Die Playlists tragen Namen wie „After Work Infusion“, „Mixed Generation Party“, „Die Putz-Playlist“, „Songs to Sing in the Shower“, „Mood Booster“, „Just Cry, Sad Songs“ oder „Maximale Konzentration“, und sie versprechen den passenden Soundtrack für jede Lebens- und Stimmungslage.
Ein Vorteil von Musik-Streaming ist, dass man die schier unendliche Auswahl – mobiles Internet vorausgesetzt – „immer dabei“ hat. Um sie auch offline hören zu können, reicht ein Gratis-Account allerdings nicht aus.

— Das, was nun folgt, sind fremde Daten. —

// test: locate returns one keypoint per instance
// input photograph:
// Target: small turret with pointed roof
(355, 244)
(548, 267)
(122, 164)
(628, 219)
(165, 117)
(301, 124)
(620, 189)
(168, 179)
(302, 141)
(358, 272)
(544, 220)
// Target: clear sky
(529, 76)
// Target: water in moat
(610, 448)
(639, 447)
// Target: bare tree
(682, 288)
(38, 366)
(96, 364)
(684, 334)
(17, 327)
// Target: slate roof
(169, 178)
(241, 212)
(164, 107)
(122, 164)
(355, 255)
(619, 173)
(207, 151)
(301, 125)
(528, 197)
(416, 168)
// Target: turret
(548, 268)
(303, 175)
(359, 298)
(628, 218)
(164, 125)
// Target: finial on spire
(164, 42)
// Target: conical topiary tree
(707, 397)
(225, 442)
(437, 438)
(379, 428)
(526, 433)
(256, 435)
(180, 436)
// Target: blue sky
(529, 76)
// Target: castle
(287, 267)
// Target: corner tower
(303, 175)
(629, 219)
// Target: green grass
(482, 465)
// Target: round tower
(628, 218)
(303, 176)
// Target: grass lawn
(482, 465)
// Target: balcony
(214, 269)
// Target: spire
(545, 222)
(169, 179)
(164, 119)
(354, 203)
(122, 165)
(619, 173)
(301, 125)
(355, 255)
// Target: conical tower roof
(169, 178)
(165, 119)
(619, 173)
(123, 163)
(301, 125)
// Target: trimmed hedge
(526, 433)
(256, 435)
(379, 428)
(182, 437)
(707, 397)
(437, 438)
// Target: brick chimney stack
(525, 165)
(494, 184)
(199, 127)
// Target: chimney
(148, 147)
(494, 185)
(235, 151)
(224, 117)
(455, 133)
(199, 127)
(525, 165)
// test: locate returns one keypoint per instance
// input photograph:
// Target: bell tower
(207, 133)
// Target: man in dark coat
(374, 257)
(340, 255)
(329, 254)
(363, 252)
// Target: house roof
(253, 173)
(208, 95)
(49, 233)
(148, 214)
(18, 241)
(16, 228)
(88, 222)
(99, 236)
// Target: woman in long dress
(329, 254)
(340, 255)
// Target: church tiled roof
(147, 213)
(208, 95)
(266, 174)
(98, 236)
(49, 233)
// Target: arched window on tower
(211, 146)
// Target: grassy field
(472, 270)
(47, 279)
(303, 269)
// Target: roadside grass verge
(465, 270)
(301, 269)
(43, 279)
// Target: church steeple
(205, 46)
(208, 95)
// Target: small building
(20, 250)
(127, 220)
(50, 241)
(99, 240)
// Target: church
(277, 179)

Die Streaming-Anbieter haben Verträge mit Plattenlabels, während die Künstler selbst nur minimal daran verdienen. Doch ihren Bekanntheitsgrad fördert es allemal.
Ich selbst habe über den Laptop „Spotify“ genutzt. „Soundcloud“ kenne ich länger, nutze es aber kaum noch. Es braucht mehr Zeit zum Suchen, fühlt sich eher nach „Schatzsuche“ an. Viele Amateure haben ihre Werke hier hochgeladen: Auch wenn nicht alle hörenswert sind, ist das Angebot doch bunter, ungewöhnlicher. Was mich bei „Spotify“ überrascht: Hier finde ich sogar meine Sonderwünsche – sowjetische Kino- und Kindermusik, Lieder von Barbara Bonney und Volksmusik von „Opas Diandl”. Wenn „Spotify“ wie ein Spaziergang im Stadtwald ist, ist „Soundcloud“ der Urwald.
„Dir fehlen die richtigen Worte? – Teile doch einfach einen Song!“, heißt es in einer Werbeeinschaltung auf „Spotify“. Spricht nichts dagegen, finde ich, solange wir die Ohrhörer bei all der digitalen Musik nicht in den Ohren vergessen. Sondern auch die „Musik“ der Welt um uns herum hören, den Straßenlärm, jemanden, der spricht, den Wind und das Vogelgezwitscher. Und war da nicht noch etwas? Ach ja, die Stille…
Barbara Fuchs

1) Man muss mit knapp 10 Euro pro Monat und Nutzer rechnen. Einige Dienste bieten günstigere Familienaccounts an.